An elementary-school teacher told Fuentes-Pholyotin about Loyola and Brophy. A single mother of five living in a two-bedroom apartment at the time, Fuentes-Pholyotin had never heard of the school.

“I didn’t know it was an expensive school until I saw all of the Range Rovers, Mercedes-Benzes and Lexuses in the parking lot,” she said. “And I drove up in a 1998 Cadillac de Ville with no air-conditioning.”

Although intimidated by Brophy’s affluence, the desire for her son to learn alongside other boys from similar backgrounds with similar goals overcame any anxiety Fuentes-Phoyotin and Miguel experienced.

“My kids are so good in school, because they know what it’s like to have nothing and be without,” Fuentes-Pholyotin said. “I told them education is the most important thing, so they’ve got a hunger for education.”

Miguel is in honors geometry with tenth-graders at Brophy and hopes to one day study engineering at the Massachusetts Institute of Technology.

Social atmosphere also an asset

In addition to providing challenging academics, Loyola’s social atmosphere is what has made Miguel’s experience so valuable, his mother said.

His father left the family when he was 18 months old, and Fuentes-Pholyotin has struggled to find other positive male influences for her two sons. While leaving his elementary-school friends for Loyola was difficult, Miguel eventually connected with the Loyola-Brophy community.

Loyola’s male faculty and Brophy students have mentored Miguel in the classroom and beyond in ways that Fuentes-Pholyotin believes she could not have.

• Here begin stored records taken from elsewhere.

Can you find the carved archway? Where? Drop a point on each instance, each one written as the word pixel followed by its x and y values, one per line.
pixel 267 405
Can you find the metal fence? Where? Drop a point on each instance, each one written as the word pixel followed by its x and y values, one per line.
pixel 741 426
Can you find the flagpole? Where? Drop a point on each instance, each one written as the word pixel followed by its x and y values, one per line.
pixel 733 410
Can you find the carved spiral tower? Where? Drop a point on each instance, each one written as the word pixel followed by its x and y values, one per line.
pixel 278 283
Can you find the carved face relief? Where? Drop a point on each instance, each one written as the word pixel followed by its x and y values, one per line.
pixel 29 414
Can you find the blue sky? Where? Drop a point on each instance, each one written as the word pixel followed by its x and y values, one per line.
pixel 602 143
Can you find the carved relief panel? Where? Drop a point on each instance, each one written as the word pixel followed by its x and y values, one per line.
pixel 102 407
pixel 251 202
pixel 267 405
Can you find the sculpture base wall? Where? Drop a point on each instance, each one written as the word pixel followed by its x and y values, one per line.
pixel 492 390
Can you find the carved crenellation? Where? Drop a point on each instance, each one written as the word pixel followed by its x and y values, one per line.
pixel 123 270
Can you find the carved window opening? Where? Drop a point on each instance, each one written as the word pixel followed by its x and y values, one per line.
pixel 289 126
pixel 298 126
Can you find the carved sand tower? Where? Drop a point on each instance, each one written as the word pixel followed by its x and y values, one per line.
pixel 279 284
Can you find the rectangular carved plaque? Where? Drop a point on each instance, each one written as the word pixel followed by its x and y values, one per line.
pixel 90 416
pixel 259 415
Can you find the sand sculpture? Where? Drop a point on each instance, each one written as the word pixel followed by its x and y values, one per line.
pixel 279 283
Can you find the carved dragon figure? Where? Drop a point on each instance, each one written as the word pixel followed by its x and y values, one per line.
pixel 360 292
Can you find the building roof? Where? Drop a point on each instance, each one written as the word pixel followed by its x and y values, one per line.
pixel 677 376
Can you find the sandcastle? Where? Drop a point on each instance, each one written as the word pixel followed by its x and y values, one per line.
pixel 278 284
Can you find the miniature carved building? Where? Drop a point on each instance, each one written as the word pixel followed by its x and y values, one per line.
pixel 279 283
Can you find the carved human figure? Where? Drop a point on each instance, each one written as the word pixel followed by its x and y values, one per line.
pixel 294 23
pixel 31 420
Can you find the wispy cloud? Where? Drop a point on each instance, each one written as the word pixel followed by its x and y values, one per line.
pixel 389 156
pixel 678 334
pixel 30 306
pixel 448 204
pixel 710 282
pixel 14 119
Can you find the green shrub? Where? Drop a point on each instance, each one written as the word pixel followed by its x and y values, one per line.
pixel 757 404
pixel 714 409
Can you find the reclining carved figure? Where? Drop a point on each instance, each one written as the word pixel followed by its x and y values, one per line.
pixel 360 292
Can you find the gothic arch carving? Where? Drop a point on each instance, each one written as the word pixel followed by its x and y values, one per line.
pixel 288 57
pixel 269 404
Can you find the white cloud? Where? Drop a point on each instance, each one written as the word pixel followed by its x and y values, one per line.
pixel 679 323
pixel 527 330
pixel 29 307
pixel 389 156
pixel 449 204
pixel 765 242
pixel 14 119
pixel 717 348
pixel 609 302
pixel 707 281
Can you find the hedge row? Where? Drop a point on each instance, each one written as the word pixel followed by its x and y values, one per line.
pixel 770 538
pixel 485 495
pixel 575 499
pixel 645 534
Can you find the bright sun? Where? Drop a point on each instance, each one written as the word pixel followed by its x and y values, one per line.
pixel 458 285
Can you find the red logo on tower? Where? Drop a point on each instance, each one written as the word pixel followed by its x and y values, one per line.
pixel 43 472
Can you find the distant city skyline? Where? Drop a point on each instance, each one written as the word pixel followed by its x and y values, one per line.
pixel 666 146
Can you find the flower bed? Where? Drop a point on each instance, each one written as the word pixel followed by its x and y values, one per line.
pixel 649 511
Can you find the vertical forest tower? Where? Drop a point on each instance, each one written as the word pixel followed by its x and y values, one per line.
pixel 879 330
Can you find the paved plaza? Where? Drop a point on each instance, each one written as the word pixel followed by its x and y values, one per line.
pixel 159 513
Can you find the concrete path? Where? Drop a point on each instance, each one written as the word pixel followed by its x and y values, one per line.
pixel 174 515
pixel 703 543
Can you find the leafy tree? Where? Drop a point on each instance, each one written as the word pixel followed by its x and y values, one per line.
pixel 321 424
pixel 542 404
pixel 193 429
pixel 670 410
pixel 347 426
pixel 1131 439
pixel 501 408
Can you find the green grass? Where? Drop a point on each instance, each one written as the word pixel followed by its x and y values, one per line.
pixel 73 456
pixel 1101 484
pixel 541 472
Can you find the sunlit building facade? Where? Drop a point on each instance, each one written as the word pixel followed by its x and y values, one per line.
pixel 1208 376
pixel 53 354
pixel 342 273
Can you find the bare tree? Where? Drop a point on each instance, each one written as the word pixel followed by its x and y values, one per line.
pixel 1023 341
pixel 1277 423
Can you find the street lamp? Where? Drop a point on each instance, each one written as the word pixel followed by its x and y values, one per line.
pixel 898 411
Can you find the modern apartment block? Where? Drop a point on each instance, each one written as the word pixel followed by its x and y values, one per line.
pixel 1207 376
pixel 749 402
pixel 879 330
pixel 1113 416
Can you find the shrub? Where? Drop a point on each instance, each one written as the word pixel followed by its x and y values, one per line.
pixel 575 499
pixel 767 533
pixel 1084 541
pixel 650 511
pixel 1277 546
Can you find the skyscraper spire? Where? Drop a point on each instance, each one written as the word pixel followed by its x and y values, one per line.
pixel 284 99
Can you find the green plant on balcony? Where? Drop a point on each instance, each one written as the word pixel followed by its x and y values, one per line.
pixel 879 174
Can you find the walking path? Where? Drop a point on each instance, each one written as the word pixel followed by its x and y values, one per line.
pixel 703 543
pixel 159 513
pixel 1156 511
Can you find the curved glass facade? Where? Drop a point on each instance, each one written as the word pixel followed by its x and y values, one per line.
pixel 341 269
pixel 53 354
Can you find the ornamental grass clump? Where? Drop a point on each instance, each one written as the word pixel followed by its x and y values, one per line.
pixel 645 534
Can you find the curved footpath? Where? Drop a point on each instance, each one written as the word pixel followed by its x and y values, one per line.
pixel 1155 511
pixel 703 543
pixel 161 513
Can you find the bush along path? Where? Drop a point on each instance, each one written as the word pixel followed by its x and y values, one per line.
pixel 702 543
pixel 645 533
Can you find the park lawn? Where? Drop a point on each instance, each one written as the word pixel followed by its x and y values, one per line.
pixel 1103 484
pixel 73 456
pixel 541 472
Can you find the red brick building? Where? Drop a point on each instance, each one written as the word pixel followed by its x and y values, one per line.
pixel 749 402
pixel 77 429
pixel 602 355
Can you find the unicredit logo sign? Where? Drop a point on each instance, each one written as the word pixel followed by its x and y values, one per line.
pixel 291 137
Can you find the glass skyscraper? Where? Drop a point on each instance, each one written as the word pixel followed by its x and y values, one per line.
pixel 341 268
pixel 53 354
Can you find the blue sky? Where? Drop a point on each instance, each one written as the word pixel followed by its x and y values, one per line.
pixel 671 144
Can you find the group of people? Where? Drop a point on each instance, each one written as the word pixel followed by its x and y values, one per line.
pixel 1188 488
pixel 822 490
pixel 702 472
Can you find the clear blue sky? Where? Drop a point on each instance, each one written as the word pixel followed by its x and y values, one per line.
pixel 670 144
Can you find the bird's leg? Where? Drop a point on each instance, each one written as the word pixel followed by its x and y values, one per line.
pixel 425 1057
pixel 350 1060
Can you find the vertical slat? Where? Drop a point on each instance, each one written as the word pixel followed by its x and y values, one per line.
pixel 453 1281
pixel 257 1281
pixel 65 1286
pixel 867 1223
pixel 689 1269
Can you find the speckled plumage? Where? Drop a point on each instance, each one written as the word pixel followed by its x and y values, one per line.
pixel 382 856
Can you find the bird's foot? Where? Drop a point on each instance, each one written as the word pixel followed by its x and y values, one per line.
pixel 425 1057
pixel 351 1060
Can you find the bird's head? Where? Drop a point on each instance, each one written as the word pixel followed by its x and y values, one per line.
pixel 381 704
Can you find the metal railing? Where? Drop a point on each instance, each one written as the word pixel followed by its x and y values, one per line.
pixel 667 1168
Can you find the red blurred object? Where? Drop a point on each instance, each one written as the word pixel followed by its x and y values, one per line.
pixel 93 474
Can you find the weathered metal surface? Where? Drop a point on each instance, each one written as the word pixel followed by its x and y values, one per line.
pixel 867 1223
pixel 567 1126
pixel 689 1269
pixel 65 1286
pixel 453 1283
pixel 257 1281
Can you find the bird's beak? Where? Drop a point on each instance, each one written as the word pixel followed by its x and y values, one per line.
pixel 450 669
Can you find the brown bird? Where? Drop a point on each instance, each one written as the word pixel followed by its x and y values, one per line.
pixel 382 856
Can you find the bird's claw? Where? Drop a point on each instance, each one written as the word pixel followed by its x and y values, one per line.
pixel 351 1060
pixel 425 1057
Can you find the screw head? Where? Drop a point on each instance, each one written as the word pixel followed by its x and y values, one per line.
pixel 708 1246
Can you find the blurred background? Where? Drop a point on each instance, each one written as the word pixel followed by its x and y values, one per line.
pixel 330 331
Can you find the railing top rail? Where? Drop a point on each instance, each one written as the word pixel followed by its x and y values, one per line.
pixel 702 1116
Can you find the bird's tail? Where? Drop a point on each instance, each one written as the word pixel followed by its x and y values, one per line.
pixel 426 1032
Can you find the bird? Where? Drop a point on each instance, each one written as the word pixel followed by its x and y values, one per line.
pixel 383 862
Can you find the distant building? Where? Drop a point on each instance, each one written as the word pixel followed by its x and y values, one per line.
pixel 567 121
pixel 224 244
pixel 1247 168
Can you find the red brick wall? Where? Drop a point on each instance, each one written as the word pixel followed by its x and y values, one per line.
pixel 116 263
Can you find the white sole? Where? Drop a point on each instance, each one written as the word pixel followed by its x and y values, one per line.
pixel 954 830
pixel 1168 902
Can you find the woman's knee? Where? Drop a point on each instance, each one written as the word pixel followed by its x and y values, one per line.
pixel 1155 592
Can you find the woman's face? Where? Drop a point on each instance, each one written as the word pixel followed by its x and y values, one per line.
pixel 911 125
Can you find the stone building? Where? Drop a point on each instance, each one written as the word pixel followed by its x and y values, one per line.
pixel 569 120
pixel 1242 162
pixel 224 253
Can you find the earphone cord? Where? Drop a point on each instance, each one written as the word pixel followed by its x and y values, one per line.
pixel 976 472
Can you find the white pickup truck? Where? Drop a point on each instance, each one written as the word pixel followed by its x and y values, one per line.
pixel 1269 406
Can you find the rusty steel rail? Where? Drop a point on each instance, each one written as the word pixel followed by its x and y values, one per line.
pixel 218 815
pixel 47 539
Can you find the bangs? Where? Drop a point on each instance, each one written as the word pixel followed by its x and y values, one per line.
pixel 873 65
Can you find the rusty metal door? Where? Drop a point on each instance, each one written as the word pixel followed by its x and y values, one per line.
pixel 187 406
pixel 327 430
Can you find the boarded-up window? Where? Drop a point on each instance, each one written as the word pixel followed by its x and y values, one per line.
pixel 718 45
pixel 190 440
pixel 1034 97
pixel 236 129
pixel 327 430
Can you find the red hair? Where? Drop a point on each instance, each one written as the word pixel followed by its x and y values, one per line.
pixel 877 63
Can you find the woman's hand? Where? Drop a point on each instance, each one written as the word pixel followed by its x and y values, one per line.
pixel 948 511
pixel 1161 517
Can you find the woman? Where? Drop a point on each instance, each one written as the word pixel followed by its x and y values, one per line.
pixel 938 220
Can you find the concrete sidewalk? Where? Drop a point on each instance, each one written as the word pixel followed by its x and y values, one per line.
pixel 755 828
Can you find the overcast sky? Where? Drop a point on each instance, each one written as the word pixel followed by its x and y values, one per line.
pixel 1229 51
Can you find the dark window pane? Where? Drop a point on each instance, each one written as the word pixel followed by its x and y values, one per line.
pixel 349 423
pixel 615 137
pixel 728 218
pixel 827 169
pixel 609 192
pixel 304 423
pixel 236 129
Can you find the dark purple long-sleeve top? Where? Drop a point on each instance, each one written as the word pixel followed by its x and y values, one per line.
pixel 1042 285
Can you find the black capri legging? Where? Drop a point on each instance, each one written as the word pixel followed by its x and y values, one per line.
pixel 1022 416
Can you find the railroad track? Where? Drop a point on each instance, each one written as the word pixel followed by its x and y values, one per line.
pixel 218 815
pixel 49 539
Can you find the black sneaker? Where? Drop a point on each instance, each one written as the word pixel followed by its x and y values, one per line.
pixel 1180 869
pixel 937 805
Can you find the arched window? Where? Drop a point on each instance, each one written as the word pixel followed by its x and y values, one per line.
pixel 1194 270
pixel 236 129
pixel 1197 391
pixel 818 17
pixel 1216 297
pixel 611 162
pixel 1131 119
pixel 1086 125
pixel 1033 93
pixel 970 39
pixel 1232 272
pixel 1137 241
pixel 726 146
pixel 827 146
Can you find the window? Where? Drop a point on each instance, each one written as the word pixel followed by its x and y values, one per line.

“They’ve taught him how to become a young man,” she said.

And while there was some social anxiety about going to school with boys who have apparently unlimited resources, Miguel acclimated well.

“When he started taking math class at Brophy, he said he was scared to death because he thought they would pick on him,” Fuentes-Pholyotin said. “But when he proved he was as smart or smarter than some of them, they gave him respect.”

Donors provide funding

The Loyola boys’ tuition is paid by donors ranging from Ken Kendrick, managing partner of the Arizona Diamondbacks, to individuals looking for tax credits when they give to the Brophy Community Foundation.

While Loyola has yet to set up an endowment, Krause said the school has been successful in attracting financial support.

“When people walk around our school, they see that our kids are super compelling,” she said. “It’s easy to see where the money goes. And Brophy is a trusted institution.”

Marianne Cracchiolo Mago, president and CEO of the Steele Foundation, said investing in Loyola was an easy decision for her organization. Mago’s father, who founded the foundation, was a first-generation college graduate.

The long-term economic benefits for Arizona in helping low-income kids get into college and then into the state’s workforce are obvious to her foundation’s board, she said.

“I don’t believe any kid in one neighborhood deserves a better education than another in another neighborhood,” Mago said.